President Obama has now signed off on the repeal of the “don’t ask, don’t tell” policy, and I, for one, am underwhelmed.
I know that some will accuse me of heterosexual privilege, and I may well be open to such criticism. I have, for example, always been somewhat equivocal on the gay marriage issue—of course SSM should be as legal as straight marriage, but why fight so hard for access to that oppressive social arrangement? Yet I’ve been married twice, so there you go.
I feel the same way about women in the priesthood, thereby increasing the recruitment pool for one of the most deeply reactionary institutions in human history.
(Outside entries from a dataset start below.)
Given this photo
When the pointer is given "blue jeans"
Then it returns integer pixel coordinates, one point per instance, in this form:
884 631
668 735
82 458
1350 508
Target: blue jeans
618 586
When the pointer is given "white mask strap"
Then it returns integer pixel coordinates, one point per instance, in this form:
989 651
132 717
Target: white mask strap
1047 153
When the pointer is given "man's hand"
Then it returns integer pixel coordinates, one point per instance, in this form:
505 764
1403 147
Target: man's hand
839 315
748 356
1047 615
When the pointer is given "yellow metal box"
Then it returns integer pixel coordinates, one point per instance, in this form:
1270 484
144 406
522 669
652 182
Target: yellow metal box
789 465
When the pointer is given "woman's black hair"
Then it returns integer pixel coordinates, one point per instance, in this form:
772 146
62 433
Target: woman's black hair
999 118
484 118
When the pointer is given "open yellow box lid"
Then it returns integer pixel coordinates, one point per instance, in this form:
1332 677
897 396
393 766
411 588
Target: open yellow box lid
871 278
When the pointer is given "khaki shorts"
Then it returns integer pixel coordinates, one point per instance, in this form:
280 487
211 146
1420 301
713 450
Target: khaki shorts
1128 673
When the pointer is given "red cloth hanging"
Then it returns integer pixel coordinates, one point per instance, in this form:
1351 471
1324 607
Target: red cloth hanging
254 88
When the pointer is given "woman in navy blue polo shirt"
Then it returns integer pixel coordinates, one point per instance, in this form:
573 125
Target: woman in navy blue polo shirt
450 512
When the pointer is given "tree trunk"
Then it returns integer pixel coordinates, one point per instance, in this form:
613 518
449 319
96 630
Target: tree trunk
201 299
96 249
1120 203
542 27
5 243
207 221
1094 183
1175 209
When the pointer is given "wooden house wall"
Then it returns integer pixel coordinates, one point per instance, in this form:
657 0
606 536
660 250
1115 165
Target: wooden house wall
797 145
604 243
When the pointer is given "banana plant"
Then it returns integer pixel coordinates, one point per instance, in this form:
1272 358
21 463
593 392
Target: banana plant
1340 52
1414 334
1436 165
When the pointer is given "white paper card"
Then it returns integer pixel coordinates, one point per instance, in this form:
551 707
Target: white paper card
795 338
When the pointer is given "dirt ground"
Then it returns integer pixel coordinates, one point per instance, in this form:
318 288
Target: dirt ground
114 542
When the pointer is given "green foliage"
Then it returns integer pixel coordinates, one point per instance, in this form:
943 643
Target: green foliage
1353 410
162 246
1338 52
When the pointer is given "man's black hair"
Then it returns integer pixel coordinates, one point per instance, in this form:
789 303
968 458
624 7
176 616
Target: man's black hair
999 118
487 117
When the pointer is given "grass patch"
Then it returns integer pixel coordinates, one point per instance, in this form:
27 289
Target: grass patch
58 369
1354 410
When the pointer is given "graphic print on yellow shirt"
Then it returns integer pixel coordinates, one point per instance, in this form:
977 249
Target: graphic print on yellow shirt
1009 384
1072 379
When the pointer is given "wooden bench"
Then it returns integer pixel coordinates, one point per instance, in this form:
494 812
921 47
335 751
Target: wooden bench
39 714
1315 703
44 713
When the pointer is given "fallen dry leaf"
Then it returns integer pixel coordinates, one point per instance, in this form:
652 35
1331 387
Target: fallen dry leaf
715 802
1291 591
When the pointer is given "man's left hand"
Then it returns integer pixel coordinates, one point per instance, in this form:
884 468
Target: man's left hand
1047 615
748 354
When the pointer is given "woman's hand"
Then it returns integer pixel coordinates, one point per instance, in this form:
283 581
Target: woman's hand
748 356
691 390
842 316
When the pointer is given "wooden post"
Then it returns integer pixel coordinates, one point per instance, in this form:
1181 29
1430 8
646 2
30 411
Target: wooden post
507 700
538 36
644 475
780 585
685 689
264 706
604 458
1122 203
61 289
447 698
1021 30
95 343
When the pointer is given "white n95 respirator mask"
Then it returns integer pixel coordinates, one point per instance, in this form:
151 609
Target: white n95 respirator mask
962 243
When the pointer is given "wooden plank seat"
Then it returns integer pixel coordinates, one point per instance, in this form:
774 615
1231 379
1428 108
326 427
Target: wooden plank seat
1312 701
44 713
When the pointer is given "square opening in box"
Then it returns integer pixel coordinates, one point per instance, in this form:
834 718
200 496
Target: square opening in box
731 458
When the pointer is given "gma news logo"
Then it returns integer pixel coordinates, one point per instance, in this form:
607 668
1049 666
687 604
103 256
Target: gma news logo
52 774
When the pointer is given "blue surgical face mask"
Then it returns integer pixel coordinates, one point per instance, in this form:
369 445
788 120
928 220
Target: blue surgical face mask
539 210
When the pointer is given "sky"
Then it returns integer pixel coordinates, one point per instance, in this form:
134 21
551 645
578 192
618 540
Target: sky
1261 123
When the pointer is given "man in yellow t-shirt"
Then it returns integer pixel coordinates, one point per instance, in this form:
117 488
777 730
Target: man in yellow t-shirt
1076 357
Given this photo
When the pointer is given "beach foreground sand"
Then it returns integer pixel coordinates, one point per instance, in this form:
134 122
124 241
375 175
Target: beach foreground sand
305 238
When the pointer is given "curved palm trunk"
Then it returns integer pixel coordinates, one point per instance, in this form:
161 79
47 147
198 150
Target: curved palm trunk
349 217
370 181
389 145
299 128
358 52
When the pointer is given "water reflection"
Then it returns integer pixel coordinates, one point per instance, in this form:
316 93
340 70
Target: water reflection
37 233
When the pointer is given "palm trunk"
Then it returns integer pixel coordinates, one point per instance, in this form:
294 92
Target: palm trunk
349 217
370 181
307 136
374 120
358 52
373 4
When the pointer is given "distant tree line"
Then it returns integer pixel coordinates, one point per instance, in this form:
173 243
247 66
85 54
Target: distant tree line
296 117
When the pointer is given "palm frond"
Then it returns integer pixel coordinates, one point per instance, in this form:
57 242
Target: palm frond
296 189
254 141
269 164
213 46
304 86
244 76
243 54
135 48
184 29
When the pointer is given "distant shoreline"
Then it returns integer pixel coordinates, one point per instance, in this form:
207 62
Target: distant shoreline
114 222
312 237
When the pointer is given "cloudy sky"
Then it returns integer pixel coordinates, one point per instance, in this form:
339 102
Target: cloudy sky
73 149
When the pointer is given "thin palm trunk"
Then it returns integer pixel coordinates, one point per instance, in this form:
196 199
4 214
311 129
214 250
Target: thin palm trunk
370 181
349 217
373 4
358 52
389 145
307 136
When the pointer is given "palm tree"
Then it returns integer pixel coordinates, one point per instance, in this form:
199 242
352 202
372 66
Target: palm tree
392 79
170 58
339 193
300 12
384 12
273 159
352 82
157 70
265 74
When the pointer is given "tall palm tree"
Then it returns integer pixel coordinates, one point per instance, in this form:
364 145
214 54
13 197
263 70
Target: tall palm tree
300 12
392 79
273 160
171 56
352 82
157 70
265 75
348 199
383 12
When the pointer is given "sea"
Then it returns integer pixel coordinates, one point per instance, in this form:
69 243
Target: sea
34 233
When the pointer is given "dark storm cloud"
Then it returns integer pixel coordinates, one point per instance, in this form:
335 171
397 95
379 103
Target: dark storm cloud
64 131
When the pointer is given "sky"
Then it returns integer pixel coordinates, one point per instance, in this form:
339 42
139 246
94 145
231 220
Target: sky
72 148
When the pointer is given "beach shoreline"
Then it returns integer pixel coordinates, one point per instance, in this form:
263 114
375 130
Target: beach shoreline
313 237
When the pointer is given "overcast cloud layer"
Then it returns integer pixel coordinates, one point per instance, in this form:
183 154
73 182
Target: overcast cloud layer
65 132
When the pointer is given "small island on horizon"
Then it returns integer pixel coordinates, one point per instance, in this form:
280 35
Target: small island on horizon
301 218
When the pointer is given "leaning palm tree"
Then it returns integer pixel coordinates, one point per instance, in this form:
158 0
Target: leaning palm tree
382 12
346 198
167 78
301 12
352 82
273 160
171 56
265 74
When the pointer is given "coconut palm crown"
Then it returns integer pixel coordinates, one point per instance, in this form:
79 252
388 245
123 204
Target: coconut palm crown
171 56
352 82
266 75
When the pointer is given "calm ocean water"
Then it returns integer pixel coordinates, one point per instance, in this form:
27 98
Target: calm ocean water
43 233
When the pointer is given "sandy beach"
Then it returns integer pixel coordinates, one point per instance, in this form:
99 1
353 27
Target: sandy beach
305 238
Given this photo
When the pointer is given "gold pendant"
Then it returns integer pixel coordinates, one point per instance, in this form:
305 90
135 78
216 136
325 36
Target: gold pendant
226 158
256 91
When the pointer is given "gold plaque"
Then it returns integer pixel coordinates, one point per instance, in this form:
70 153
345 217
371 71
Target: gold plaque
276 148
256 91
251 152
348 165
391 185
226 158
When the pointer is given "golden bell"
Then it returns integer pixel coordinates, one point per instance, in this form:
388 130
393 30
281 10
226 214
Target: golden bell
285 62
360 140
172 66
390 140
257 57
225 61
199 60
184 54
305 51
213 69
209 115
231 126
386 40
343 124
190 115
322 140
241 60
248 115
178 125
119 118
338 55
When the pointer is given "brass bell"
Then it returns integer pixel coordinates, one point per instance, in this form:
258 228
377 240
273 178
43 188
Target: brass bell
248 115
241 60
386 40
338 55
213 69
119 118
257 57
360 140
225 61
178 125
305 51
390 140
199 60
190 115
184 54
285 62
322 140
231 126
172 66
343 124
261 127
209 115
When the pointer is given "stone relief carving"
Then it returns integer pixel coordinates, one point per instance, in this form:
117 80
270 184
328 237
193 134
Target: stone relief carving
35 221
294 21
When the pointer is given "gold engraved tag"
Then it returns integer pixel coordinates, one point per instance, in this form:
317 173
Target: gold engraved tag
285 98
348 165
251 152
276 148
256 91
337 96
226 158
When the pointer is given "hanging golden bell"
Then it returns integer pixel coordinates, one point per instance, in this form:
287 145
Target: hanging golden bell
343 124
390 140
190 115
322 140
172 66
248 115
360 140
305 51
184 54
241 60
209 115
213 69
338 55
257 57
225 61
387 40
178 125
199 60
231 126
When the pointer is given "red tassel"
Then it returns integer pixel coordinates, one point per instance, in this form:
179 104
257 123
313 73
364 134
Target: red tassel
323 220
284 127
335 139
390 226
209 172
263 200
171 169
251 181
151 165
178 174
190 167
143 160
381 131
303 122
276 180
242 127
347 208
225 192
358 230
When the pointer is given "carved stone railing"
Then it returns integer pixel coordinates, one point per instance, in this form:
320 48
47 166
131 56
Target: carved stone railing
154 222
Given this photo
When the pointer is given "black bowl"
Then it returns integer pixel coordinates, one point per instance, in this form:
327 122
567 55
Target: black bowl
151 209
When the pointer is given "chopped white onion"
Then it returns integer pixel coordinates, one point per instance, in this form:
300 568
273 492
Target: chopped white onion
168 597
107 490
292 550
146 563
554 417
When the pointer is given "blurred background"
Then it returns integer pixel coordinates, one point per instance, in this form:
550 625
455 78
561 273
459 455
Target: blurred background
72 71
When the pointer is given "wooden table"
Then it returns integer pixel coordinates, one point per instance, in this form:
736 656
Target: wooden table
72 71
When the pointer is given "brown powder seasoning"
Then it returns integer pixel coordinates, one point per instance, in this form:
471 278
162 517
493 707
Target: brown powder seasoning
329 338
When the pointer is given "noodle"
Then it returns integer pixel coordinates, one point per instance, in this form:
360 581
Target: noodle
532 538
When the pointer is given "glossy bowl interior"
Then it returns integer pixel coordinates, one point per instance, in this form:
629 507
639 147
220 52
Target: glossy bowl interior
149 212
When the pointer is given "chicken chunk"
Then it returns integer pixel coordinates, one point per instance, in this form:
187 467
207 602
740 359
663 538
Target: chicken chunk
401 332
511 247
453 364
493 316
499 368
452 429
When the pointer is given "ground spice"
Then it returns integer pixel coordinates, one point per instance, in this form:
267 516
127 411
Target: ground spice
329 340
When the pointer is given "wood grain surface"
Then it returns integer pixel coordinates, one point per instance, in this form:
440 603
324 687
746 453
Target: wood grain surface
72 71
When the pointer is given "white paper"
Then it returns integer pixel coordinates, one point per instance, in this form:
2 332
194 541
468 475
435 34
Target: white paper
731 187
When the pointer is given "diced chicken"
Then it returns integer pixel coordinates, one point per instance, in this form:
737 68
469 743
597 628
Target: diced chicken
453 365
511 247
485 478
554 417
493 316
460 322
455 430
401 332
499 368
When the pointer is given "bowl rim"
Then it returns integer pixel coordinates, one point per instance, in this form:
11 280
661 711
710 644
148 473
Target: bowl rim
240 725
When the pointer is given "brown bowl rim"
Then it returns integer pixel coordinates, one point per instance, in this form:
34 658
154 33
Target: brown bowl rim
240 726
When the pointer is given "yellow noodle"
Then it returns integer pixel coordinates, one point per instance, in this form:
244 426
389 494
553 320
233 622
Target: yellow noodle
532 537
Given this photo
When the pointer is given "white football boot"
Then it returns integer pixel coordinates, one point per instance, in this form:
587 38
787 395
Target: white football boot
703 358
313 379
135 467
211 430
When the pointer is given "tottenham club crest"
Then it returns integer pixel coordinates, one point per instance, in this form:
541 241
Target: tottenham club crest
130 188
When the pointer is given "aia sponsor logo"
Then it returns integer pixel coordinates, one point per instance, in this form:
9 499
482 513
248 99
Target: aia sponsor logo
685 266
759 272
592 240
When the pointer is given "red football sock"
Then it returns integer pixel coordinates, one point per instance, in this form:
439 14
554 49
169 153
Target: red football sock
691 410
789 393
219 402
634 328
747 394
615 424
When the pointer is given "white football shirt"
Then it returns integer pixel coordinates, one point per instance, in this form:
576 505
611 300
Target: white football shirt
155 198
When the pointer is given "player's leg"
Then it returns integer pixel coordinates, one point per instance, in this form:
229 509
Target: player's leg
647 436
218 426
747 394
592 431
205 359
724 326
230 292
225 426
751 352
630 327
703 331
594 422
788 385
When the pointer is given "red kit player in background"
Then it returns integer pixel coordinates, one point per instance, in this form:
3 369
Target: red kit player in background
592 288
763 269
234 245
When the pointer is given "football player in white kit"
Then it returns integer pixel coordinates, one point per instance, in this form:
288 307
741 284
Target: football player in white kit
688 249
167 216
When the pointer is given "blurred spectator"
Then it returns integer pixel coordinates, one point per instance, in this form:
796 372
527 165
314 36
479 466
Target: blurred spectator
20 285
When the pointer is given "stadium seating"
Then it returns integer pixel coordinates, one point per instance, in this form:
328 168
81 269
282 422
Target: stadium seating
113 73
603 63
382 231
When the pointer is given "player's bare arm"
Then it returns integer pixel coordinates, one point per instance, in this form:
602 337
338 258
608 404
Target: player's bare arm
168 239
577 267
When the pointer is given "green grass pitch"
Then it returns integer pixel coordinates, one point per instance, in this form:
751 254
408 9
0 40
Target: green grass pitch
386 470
And now once again I find that I’m not a liberal in these matters, colour-blind, orientation-blind, gender-blind as they are, unwilling to recognize the realities of class, imperialism and oppression.
“Valor and sacrifice are no more limited by sexual orientation than they are by race, or by gender, or by religion or by creed,” Obama said in a speech to a capacity crowd gathered in a large auditorium at the Interior Department in Washington Wednesday.
“That’s why I believe it is the right thing to do for our military. That’s why I believe it is the right thing to do period,” he added.
Now openly gay and lesbian citizens will be able to rain death down upon whatever Third World nation has offended the US by refusing to supply Western-style governance, oil, gas, minerals and cheap labour on demand. They’ll stand shoulder-to-shoulder with their straight comrades in doing so.
A victory for gay rights? Probably, at least in a purely American context. But for human rights grosso modo? I’m afraid that I must remain sceptical, and hold my applause.